Neue Gewichtsklasse: Alexander Wieczerzak greift nochmal an
Bericht im Wiesbadener Kurier am 18.01.2022 von Tobias Goldbrunner
WIESBADEN - Es tat weh. Aber es tat auch gut. Sehr gut sogar. Zehn Tage schwitzte Alexander Wieczerzak zuletzt im Kreise der deutschen Judo-Nationalmannschaft in Kienbaum. Ein intensives Trainingslager für den 30-Jährigen, der in den sechs Monaten zuvor „vielleicht insgesamt fünf, sechs Mal“ auf der Matte gestanden hatte. „In Kienbaum waren es dann direkt wieder zwei Judo-Einheiten am Tag“, schilderte Wieczerzak. Und genau das genoss der Ausnahmeathlet des JC Wiesbaden.

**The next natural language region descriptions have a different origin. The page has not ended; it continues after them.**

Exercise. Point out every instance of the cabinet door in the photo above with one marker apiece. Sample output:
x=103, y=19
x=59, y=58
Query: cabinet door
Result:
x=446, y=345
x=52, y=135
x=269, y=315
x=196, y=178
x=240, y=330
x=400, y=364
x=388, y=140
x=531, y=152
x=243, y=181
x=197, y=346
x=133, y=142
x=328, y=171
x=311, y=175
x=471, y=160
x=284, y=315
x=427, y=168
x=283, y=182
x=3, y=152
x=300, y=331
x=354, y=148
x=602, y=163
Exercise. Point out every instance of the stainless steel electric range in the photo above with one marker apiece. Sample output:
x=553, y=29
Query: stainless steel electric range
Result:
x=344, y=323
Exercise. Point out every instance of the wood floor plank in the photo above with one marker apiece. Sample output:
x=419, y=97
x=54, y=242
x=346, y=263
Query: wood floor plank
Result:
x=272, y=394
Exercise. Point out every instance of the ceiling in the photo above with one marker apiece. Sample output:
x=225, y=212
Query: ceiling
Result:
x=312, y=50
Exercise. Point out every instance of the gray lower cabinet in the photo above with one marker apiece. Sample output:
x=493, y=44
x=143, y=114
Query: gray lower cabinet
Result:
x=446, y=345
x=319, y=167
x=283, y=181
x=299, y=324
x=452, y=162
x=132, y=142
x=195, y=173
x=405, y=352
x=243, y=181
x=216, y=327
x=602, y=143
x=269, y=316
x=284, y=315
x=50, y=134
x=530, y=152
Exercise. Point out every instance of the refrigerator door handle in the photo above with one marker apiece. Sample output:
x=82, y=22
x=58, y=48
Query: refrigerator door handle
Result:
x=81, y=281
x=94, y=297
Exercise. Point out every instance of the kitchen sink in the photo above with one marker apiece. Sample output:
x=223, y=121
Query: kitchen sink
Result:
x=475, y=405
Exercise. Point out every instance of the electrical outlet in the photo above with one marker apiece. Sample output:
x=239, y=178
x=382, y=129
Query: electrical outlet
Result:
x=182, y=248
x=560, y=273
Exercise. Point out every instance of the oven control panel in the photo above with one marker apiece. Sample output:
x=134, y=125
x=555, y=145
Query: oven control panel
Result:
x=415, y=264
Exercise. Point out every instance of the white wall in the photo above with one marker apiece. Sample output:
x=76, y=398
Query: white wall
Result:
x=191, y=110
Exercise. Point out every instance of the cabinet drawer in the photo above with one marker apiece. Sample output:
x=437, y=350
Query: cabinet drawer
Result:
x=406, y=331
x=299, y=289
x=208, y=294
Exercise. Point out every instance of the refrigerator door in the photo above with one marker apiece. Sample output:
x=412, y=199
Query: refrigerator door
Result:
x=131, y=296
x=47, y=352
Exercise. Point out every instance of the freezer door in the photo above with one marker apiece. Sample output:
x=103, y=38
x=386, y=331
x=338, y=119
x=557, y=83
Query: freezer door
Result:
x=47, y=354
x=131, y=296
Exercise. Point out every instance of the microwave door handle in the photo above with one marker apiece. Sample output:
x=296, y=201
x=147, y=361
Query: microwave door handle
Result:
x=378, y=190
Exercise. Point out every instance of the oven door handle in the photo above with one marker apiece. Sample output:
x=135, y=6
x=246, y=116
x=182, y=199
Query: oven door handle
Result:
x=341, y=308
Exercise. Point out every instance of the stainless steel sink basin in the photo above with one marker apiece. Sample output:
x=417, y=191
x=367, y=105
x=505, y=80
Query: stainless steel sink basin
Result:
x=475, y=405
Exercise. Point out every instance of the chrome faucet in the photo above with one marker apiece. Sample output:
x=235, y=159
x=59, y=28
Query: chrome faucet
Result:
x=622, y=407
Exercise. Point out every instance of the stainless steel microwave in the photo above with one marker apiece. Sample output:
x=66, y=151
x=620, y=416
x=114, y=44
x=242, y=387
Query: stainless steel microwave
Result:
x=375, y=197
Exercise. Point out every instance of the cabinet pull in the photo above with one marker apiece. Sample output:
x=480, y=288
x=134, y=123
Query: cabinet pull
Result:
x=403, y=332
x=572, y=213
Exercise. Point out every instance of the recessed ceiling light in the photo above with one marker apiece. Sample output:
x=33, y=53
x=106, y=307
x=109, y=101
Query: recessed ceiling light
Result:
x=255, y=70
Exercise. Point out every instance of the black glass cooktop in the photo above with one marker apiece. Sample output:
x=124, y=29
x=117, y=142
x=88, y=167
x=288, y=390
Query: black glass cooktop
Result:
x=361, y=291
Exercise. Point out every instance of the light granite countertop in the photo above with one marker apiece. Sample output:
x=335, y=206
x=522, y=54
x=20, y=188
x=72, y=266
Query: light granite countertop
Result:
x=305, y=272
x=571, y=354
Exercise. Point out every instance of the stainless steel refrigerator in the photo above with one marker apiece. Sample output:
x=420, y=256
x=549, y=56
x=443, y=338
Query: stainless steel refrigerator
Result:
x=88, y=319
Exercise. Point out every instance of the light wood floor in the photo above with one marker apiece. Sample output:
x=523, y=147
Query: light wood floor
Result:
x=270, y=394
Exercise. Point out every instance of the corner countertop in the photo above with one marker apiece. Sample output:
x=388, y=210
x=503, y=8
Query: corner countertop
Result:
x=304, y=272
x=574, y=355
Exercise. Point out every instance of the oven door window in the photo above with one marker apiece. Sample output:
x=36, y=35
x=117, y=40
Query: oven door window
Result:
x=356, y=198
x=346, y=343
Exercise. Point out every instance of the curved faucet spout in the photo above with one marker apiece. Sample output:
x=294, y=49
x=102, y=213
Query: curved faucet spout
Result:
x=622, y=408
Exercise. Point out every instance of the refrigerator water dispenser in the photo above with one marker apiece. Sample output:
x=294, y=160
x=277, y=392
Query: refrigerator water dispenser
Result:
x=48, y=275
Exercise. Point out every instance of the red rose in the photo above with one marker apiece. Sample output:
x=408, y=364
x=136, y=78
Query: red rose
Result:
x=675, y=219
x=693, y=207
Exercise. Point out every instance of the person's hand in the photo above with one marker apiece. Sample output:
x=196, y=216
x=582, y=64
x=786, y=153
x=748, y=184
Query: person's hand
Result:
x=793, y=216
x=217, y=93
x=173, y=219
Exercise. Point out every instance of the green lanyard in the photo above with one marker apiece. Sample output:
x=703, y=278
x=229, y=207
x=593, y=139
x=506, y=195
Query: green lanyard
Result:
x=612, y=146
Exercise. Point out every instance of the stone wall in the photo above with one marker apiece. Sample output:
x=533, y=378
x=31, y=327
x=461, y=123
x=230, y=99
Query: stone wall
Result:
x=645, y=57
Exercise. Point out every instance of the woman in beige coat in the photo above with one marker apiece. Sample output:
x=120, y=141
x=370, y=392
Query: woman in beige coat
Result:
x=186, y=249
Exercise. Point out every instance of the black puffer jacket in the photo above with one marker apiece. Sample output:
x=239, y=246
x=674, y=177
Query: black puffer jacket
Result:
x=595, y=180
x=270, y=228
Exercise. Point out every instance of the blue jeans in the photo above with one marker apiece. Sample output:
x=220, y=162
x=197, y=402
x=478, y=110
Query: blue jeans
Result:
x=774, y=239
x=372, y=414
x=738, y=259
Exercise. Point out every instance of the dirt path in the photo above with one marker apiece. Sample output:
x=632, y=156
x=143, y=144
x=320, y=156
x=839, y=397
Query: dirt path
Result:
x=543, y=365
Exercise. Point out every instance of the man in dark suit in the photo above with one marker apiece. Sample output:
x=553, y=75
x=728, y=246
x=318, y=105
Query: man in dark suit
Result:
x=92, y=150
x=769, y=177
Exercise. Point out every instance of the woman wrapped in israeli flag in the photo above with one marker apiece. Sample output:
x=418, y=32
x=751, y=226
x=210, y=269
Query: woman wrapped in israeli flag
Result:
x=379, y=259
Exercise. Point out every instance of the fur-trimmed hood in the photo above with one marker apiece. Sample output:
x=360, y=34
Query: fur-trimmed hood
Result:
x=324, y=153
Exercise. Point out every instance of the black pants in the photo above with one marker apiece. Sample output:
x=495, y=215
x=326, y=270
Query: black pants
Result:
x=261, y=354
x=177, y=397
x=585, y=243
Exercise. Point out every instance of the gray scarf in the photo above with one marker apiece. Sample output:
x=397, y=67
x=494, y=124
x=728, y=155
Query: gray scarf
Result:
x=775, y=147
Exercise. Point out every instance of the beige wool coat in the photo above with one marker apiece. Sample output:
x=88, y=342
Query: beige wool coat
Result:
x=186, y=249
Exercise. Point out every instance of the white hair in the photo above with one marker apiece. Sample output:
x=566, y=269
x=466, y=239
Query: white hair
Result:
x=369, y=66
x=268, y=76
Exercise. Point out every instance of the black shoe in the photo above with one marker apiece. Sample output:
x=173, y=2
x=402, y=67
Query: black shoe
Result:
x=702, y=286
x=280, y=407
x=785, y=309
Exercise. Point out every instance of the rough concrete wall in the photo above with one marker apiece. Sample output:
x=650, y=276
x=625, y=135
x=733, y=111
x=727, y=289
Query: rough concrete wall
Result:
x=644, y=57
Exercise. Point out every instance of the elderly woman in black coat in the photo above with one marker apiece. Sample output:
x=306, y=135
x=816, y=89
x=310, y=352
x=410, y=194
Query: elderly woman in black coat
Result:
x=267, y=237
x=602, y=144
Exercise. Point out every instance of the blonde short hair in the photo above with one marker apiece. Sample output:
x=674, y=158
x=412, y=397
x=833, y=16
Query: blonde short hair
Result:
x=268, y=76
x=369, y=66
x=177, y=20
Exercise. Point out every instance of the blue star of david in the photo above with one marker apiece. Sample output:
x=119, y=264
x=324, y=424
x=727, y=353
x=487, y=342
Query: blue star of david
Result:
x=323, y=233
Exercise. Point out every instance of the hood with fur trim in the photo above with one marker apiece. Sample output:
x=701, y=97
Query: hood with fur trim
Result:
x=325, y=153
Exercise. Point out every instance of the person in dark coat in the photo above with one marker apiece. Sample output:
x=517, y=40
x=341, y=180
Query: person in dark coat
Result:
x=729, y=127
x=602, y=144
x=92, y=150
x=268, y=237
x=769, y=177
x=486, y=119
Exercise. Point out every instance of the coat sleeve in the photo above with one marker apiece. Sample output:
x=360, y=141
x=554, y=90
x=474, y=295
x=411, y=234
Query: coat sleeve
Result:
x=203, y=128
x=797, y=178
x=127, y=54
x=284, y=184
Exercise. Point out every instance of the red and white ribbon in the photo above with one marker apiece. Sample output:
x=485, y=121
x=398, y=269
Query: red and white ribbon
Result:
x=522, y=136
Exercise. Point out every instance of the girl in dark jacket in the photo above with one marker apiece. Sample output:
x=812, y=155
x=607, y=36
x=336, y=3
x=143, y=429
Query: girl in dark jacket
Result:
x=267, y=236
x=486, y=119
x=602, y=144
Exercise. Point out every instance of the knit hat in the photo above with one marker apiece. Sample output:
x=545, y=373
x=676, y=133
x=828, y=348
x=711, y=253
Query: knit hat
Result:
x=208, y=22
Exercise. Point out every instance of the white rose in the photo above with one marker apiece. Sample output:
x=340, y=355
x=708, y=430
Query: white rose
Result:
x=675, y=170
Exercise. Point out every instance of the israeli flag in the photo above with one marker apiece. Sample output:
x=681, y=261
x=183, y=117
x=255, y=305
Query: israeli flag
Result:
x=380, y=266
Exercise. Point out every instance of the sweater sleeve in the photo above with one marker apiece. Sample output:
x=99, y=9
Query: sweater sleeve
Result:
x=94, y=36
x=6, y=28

Schließlich hat er einen neuen Weg eingeschlagen, nimmt eine neue Herausforderung in Angriff: Der Weltmeister von 2017 wechselt die Gewichtsklasse – von 81 auf 90 Kilogramm. In der neuen Kategorie will der Wahl-Kölner nach zwei enttäuschenden Jahren, in denen er von Verletzungen und Erkrankungen gebeutelt war, international wieder voll angreifen. Ganz oben anklopfen.
„Nachdem ich die Olympischen Spiele in Tokio verpasst habe, habe ich mir lange Gedanken gemacht, wohin die Reise für mich gehen könnte“, erzählt Wieczerzak. Wochen vergingen. Monate. „Irgendwann war mir klar: Ich will und muss noch mal frische Reize setzen.“ Der JCW-Kämpfer setzte sich mit dem neuen Bundestrainer Pedro Guedes zusammen. „Und auch er riet mir: Wechsel die Gewichtsklasse“, berichtet Wieczerzak. Zumal das auch für Kopf und Körper eine Befreiung ist: Zehn Jahre lang machte Wieczerzak für jeden Wettkampf Gewicht, musste innerhalb weniger Tage teils sieben Kilogramm abkochen. Nun muss der Ex-Weltmeister eher zulegen. Wieczerzak absolvierte zu Beginn des Winters etliche Einheiten im Kraftraum. Ehe Ende November ein Rückschlag erfolgte: Wieczerzak – geimpft – infizierte sich binnen eines Jahres ein zweites Mal mit dem Coronavirus. Litt erneut mehrere Tage unter Kopfschmerzen und Erschöpfung. Verlor drei Kilogramm Körpergewicht.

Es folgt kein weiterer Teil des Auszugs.